Overscroll & Pull to Refresh

in Chrome for Android

jdduke@chromium.org

Overscroll Glow

The overscroll glow effect on Android is triggered, per axis, under the following conditions:

  • The viewport is scrollable (non-zero scroll affordance)
  • The viewport is at an extreme scroll offset (e.g., the origin)
  • The viewport receives a scroll delta input in a non-scrollable direction[1]

Under such conditions, the unused, viewport-targeted scroll delta in the non-scrollable direction will be provided as an impulse to the edge glow effect. Note that content can prevent the overscroll effect from occurring by:

  • Consuming (via preventDefault) the generative touch events with a touch handler (including the synchronous touch events that are generated when a scroll sequence overscrolls, see throttled async touch events)
  • Using a combination of scrollable subdivs and overflow style properties (effectively preventing the viewport from receiving the scroll)[2]

Pull-to-refresh Behavior

Pull-to-refresh in Chrome for Android (shipped in m41) augments the overscroll glow as one of the “default actions” for a touch sequence. The effect’s activation is slightly more restrictive in its initial conditions:

  • The scroll sequence must start when the page has a y-axis scroll offset of 0 (it’s at the top)
  • The initial scroll delta must be upward (user motion downward), in the non-scrollable direction
  • The accumulated overscroll reaches a sufficient minimum threshold, and is beyond this threshold when the touch sequence ends.

Transitioning from scrolling (or flinging) into overscroll continues to yield the overscroll glow, partially mitigating accidental refreshes.
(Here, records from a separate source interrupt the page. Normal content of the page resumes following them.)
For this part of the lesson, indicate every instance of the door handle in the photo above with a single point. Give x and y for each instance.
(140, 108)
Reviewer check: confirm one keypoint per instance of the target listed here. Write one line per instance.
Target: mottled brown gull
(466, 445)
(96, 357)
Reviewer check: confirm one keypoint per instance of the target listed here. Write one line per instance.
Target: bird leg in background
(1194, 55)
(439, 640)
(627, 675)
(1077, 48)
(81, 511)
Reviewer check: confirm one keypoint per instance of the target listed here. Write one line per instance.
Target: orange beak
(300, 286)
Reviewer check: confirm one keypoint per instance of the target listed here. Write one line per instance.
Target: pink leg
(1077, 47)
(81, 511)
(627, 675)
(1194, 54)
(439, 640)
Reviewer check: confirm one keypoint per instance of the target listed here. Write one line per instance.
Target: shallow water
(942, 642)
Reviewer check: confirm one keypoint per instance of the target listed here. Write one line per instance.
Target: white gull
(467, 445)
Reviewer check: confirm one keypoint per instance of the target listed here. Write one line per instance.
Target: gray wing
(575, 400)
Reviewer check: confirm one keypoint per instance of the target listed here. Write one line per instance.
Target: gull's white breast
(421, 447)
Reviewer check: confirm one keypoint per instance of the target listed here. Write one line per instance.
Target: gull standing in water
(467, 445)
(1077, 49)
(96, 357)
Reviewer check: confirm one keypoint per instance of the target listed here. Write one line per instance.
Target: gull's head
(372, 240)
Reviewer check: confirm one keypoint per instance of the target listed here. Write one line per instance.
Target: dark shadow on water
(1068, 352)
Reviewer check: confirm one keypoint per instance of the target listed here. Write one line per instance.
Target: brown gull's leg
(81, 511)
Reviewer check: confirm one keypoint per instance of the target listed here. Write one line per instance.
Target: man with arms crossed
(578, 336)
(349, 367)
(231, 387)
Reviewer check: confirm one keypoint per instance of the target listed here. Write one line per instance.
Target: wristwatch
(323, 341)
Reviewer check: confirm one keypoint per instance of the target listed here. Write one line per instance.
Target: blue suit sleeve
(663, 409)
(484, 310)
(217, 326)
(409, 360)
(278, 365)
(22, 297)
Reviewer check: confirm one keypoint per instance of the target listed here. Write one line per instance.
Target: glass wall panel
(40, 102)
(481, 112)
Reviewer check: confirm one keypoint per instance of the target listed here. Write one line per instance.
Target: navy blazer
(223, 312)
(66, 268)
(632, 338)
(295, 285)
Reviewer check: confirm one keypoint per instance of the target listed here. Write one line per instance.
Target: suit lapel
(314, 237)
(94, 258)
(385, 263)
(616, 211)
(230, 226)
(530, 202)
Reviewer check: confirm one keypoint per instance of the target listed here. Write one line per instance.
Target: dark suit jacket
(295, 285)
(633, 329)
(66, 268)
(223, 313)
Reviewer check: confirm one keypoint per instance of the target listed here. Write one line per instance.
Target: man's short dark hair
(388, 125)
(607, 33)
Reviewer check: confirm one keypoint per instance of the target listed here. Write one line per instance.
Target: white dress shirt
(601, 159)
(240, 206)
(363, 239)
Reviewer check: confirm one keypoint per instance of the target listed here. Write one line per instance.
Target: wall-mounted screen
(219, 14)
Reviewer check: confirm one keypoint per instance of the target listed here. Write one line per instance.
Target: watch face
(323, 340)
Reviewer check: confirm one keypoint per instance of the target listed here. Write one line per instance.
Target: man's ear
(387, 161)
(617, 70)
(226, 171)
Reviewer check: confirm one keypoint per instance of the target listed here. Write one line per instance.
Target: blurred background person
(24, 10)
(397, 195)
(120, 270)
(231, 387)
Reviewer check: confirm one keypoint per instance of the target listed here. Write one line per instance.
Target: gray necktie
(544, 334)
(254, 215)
The refresh effect and action can be prevented by similar mechanisms noted for the overscroll glow effect, and is be purely cosmetic (not deforming or translating the content in any fashion). GMail’s pull-to-refresh provides a simple, cosmetic visual feedback model.

Preventing the pull-to-refresh effect

The default action of the pull-to-refresh effect can be effectively prevented by doing any of the following :

  1. Applying “touch-action: none” to touch-targeted elements, where appropriate, disabling default actions (including pull-to-refresh) of the touch sequence.
  2. Applying “overflow-y: hidden” to the body element, using a div for scrollable content if necessary[3].
  3. preventDefault’ing some portion of the touch sequence, including any of the following (in order of most disruptive to least disruptive):
  1. The entire touch stream (not ideal).
  2. All top overscrolling[4] touchmoves.
  3. The first top overscrolling touchmove.
  4. The first top overscrolling touchmove only when 1) the initial touchstart occurred when the page y scroll offset was zero and 2) the touchmove would induce top overscroll.
  1. Disabling the effect locally via chrome://flags (disable-pull-to-refresh-effect).

Note that the pull-to-refresh effect will never activate if any scrolling occurs before the overscrolling motion, e.g., if the user first scrolls down, then back up, or if the page scroll offset is 0 but has a scrolling div that the user scrolls up before overscrolling.

See this simple page for an example of how to suppress the pull-to-refresh effect, including how to suppress pull-to-refresh but preserve the overscroll glow.


[1] Currently, we only detect overscroll for scrolls hitting the compositor thread, crbug.com/420207.

[2] This could be considered a bug, but some web devs use such a path explicitly to prevent the default top controls hiding behavior.

[3] This solution may change at some point in the future, but for the time being it also serves to disable omnibox hiding and some other default behaviors associated with body scrolling.

[4] Overscrolling touchmoves in this sense means touch events where 1) the page y scroll offset is zero, and 2) the touch event’s primary motion direction is downward (i.e., touch event coordinates are *increasing* and the user is logically overscrolling the page top).